なお、「未経験OK」「学歴不問」だけを頼りに求人を選ぶのは注意が必要です。誰でも入れる求人は、離職率が高い職場である場合もあります。求人票では、仕事内容の具体性、研修の有無、休日数あたりを見るクセをつけると、消耗する転職を避けやすくなります。
3. 派遣で「昼職の実績」を作る選択肢も
いきなり正社員が難しそうなら、大手の派遣サービスで事務経験を積んでから正社員を目指すルートもあります。私の周りにも、派遣で1年働いて職歴を作り、そこから正社員になった子がいます。派遣なら勤務時間や職場の希望を伝えたうえで仕事を紹介してもらえるので、昼の生活リズムに慣れる練習期間としても使えます。遠回りに見えて、堅実な道です。
どのサービスが合うかは状況によるので、おすすめサービスまとめも参考にしてください。なお当サイトは情報提供のみで、求人への応募受付や職業紹介は行っていません。条件は必ず各サービスの公式サイトで確認してください。
よくある質問
Q1. 夜職しか経験がない20代後半でも昼職に行けますか?
行けます。私自身が27歳・夜職のみの職歴からのスタートでした。ただし応募先選びと書類の作り込みは必須です。年齢よりも「準備の質」のほうが結果を左右すると感じています。
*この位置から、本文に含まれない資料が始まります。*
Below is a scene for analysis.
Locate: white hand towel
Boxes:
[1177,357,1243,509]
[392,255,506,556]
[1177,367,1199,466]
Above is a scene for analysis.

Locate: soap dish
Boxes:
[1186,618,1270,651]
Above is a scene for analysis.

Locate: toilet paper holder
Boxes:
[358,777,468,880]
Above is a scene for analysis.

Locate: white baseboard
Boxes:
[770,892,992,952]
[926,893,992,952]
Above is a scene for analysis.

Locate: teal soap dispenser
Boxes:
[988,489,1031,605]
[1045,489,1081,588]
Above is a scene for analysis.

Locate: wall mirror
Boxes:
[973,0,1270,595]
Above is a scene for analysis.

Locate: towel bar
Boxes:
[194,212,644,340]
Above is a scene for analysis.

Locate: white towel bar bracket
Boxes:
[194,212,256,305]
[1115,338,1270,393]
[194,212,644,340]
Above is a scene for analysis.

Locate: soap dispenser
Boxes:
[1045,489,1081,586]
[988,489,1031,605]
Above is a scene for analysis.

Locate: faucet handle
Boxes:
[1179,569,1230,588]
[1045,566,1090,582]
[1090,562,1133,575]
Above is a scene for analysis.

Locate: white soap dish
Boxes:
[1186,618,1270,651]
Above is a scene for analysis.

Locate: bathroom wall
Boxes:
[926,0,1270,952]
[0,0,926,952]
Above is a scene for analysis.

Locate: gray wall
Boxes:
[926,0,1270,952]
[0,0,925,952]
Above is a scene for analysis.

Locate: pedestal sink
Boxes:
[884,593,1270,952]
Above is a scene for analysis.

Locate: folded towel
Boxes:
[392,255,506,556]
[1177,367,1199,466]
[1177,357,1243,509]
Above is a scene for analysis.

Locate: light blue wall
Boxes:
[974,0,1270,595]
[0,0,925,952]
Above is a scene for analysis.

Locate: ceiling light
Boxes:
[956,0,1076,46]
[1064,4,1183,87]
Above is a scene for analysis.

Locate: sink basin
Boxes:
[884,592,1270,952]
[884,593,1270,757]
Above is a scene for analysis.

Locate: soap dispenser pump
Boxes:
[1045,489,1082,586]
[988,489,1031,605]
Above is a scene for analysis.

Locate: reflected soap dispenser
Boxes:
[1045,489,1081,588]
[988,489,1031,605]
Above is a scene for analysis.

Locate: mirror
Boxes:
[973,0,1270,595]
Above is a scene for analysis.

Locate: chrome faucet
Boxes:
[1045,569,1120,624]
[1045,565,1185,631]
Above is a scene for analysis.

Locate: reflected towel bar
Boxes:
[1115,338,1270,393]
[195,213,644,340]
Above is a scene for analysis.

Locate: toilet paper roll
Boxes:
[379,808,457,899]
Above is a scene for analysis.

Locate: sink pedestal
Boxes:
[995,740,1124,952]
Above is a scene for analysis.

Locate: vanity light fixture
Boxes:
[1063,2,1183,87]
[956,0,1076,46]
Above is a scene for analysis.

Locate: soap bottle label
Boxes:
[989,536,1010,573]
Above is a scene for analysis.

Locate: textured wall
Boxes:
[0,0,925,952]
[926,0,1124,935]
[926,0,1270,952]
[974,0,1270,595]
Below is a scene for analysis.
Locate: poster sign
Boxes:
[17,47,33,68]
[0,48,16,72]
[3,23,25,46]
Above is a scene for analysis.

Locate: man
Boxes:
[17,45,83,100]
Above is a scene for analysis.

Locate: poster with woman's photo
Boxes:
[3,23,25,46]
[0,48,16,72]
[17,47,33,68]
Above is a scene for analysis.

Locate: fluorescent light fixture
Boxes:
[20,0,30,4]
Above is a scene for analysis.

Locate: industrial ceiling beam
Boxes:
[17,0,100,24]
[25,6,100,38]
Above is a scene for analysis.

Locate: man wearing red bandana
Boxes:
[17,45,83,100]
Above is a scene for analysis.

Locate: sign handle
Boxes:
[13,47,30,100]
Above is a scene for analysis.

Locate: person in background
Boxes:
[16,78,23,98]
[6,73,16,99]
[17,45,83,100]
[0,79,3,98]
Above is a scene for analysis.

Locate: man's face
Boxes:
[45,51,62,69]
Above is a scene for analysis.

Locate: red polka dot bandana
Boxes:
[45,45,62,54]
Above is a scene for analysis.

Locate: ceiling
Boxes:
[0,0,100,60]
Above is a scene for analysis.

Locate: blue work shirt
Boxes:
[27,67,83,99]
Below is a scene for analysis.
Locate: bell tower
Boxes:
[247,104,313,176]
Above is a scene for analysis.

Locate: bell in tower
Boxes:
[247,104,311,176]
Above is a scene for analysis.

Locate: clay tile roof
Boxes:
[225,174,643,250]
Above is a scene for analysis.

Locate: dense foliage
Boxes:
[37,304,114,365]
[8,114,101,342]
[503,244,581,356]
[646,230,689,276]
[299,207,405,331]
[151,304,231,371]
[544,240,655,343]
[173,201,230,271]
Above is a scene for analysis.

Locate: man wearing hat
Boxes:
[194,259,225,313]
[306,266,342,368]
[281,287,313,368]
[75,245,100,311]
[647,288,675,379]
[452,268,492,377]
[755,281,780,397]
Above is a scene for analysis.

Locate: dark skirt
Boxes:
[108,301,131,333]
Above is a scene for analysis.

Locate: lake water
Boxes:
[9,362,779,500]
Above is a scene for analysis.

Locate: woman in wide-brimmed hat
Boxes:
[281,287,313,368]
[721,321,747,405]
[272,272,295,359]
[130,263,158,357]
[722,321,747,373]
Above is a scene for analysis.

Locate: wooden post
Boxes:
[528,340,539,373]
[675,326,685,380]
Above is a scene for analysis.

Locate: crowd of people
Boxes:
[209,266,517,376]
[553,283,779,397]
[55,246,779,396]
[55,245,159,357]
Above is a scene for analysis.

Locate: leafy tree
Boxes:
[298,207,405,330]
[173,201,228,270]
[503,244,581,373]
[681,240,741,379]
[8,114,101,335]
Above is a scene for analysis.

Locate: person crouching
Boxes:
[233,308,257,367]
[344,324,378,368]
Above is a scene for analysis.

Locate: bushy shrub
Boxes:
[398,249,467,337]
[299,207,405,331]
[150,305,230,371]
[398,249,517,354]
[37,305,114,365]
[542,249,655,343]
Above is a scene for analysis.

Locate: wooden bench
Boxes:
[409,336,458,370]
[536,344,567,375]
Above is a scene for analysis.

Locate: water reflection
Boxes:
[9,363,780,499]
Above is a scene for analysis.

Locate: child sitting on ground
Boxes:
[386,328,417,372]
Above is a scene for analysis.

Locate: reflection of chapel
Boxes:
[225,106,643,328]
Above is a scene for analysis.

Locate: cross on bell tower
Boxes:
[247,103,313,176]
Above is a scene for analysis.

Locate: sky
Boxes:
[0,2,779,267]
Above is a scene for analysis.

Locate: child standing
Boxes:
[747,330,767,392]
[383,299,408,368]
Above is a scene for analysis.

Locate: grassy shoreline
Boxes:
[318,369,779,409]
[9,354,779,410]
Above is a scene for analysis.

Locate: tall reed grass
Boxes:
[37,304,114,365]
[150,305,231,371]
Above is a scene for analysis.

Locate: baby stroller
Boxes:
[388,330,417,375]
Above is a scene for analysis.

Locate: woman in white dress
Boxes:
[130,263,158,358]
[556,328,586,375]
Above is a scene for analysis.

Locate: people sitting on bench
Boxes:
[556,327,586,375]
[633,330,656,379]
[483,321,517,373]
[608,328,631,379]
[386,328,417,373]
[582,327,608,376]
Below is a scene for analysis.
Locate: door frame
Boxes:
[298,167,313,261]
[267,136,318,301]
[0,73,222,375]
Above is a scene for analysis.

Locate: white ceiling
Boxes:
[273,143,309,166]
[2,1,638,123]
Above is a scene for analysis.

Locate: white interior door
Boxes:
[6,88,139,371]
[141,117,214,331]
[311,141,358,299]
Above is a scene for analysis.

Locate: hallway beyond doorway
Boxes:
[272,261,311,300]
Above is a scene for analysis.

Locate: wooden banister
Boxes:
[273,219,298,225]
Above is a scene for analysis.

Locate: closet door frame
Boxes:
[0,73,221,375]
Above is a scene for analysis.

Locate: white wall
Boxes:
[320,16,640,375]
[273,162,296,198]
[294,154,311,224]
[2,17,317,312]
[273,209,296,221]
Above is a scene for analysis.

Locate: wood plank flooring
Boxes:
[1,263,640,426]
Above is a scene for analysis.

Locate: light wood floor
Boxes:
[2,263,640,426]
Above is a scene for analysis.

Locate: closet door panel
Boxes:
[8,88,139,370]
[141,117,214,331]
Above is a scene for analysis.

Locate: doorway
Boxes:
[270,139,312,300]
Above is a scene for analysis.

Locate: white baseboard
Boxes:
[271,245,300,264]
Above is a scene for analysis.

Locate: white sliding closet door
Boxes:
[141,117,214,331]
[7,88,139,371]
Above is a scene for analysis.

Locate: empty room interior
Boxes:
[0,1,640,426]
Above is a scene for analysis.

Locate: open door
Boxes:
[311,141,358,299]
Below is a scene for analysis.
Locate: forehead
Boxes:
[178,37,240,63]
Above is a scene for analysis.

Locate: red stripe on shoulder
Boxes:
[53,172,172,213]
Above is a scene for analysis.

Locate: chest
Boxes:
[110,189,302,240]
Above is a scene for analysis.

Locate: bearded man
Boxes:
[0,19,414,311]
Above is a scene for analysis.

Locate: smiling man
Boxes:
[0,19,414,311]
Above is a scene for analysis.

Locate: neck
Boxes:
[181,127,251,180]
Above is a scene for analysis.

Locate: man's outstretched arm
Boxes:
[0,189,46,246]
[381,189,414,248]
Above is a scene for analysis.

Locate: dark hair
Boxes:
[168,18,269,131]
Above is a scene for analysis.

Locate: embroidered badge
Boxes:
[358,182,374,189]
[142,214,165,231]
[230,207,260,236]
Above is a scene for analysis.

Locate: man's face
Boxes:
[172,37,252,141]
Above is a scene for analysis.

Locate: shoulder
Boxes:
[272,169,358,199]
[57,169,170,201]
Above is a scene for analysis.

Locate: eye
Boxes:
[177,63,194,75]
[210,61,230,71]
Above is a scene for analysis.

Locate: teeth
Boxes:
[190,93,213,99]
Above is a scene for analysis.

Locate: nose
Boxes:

Q2. 面接で夜職の経験はバレますか?隠したほうがいいですか?
経歴を偽るのはリスクがあるのでやめましょう。隠すか正直に言うかではなく、「どう伝えるか」の問題です。詳しくは職務経歴書の書き方の記事にまとめています。
Q3. 収入ダウンにはどう備えればいいですか?
目安として生活費の3〜6か月分の貯金と、翌年の住民税分を確保しておくと安心です。金額は人によるので、不安なら税理士や自治体の窓口など専門家に相談してください。
まとめ
夜職から昼職への転職は、たしかに壁があります。でもその壁は「職歴の伝え方」「スキルの翻訳」「収入ダウンへの備え」「生活リズム」と、正体がはっきりしているものばかりです。正体が分かれば対策できます。
夜職で積んだ経験は、あなたが思っているより価値があります。焦らず、でも止まらず、まずは経歴の棚卸しと情報収集から始めてみてください。